The special envoy, who is here in Copenhagen as the alternate head of delegation for the U.S Government, urged other rich and powerful nations to support this global fund.“It’s not only a humanitarian imperative, it is part of a development accord that invests in our common security and the global economy."
To date, only Britain has committed 800 million pounds (US$1.3 billion) to this special fund.
British Prime Minister Gordon Brown and French President Nicolas Sarkozy said the wealthiest nations should set aside the money as part of a climate agreement.
"We have got to provide some money to help that," Prime Minister Brown said. "Britain will do so, the rest of Europe will do so and I believe America will do so as well."
Financing to assist developing countries is one of the key areas of debate here at Copenhagen, where 80 world leaders have so far agreed to attend.
U.S President, Barack Obama is expected to address the international climate change conference on December 18, the last day of the climate change talks.
Last week, the U.S announced that it was prepared to put on the table an emissions reduction target in the range of 17 percent below 2005 levels in 2020.
“In line with the President’s goal to reduce emissions to 83 percent by 2050, this pending legislation would put us on a pathway toward a 30 percent emissions reduction by 2025 and a 42 percent reduction in 2030.
But the Alliance of Small Islands States (AOSIS), this commitment is not enough.
AOSIS wants Annex 1 parties to reduce emissions by more than 45 percent below 1990 levels by 2020 and 95 percent by 2050.
Yves de Boer, the executive secretary of the United Nations Framework Convention on Climate Change said the European Union and China feels that the United States can still improve its greenhouse gas emission reduction targets.
“For the Alliance of Small Islands States and Least Developed Countries, the U.S announcement is still not good enough.
“This is where the deadlock lies.
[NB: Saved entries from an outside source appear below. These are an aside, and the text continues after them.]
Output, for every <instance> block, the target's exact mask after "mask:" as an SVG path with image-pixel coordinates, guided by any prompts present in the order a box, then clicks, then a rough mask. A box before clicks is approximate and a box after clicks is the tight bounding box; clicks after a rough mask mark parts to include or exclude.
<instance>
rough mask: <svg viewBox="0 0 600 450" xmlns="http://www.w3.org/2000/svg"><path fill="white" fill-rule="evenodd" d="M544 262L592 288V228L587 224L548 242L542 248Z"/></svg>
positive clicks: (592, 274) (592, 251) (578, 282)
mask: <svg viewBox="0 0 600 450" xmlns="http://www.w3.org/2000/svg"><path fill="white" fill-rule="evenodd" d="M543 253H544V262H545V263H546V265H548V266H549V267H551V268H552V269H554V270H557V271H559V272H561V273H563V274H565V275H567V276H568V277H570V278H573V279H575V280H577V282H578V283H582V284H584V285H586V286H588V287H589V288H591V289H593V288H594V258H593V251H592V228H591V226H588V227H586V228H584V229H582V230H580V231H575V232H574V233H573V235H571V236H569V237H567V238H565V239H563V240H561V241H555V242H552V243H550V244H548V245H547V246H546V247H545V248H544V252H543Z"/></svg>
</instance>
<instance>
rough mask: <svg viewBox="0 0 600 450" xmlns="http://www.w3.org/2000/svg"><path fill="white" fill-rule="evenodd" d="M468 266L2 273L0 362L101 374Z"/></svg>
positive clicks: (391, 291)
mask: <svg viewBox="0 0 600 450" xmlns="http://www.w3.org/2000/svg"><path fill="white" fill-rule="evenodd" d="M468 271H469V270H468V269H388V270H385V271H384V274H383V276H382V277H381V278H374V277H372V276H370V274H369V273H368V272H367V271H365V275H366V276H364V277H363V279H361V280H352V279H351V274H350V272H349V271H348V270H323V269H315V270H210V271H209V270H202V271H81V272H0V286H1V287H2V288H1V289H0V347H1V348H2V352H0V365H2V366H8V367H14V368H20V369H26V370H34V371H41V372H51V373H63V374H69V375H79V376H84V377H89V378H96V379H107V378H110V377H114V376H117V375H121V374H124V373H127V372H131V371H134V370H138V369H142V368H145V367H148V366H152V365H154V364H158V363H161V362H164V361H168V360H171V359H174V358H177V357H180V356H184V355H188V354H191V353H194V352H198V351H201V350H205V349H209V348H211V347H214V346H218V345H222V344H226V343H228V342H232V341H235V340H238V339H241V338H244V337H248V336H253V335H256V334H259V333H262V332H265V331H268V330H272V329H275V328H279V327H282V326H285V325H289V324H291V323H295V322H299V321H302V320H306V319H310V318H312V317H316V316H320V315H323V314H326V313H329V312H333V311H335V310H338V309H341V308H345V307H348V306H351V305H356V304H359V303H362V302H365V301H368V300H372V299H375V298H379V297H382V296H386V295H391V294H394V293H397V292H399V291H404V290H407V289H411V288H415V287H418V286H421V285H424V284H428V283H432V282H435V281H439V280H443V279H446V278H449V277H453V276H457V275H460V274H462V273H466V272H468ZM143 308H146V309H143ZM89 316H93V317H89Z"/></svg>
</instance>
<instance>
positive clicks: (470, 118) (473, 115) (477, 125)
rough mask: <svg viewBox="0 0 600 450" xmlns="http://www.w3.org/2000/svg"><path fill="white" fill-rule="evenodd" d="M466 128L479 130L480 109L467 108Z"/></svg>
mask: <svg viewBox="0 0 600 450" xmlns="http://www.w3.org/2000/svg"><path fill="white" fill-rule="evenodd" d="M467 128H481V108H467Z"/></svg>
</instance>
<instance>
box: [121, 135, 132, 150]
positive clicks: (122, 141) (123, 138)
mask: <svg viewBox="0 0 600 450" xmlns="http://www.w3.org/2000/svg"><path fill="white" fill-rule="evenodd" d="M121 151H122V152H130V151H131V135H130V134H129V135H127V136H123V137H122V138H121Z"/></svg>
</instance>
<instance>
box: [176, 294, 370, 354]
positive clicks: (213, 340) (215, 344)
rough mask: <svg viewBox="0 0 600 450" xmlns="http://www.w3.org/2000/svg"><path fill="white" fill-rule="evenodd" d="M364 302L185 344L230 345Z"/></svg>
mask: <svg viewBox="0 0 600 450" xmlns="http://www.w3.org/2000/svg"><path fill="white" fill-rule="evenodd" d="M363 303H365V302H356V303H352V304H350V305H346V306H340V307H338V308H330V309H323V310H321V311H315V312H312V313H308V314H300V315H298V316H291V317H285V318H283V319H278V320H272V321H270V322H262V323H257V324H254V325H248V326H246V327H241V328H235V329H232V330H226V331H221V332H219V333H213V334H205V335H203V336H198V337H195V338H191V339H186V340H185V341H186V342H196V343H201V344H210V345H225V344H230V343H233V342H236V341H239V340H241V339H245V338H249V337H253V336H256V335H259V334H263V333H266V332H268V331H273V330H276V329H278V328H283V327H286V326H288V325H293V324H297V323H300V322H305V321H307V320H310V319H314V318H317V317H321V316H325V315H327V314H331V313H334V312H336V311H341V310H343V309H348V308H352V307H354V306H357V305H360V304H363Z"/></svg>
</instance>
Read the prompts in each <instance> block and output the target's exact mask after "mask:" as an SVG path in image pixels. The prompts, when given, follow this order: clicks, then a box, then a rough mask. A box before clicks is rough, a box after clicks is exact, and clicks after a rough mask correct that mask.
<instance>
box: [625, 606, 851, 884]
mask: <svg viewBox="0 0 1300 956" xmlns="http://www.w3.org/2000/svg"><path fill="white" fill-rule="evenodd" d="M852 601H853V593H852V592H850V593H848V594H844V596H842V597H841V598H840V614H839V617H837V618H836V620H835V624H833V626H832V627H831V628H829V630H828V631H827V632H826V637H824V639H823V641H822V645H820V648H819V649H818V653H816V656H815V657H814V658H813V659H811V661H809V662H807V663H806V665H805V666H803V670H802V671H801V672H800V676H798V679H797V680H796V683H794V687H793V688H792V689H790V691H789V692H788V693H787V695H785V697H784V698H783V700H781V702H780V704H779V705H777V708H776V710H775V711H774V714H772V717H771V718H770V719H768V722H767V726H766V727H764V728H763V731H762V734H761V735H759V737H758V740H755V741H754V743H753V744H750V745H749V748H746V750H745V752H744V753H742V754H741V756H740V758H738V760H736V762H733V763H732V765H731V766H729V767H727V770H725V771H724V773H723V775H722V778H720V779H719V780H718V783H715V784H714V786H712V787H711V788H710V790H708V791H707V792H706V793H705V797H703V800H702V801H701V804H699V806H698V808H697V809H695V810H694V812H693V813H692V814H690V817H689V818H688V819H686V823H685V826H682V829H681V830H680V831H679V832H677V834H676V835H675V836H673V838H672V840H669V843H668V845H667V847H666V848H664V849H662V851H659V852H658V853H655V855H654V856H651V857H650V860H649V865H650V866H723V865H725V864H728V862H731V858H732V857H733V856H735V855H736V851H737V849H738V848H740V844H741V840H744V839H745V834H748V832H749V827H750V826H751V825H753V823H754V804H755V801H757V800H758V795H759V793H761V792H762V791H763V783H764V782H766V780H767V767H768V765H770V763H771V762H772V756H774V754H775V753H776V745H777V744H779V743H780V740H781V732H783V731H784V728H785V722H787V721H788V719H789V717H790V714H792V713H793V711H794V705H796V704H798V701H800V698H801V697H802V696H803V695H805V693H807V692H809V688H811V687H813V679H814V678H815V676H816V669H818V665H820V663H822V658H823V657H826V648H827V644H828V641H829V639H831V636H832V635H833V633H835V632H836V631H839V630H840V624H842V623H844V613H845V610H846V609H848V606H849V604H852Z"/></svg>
We hope that when they sit across the table to discuss this controversial issue that they will come to some understanding on what is the most realistic emission reduction target.
“We are moving to an 80 percent reduction, which is what the science has called for. The science suggests that if you do that, you’d be on a trajectory to prevent the kinds of damages that this conference is working to avoid,said Dr Pershing.
He said the United States doesn’t see a legal treaty coming out of Copenhagen but a political arrangement.
The U.S. also wants other countries, mainly China and India, to commit on when their greenhouse-gas emissions will peak, and will demand stringent standards for reporting, monitoring and verification of emissions and reductions.
“We see it beginning with a political deal that would be operational that would move elements and activities forward immediately and that would be followed by negotiations of a legal arrangement.
“And we believe we could be party to that legal arrangement.
China has pledged to curb carbon emissions as a percentage of gross domestic product by 40 to 45 percent by 2020. These would be voluntary cuts and therefore unlikely to be part of a binding climate-change pact.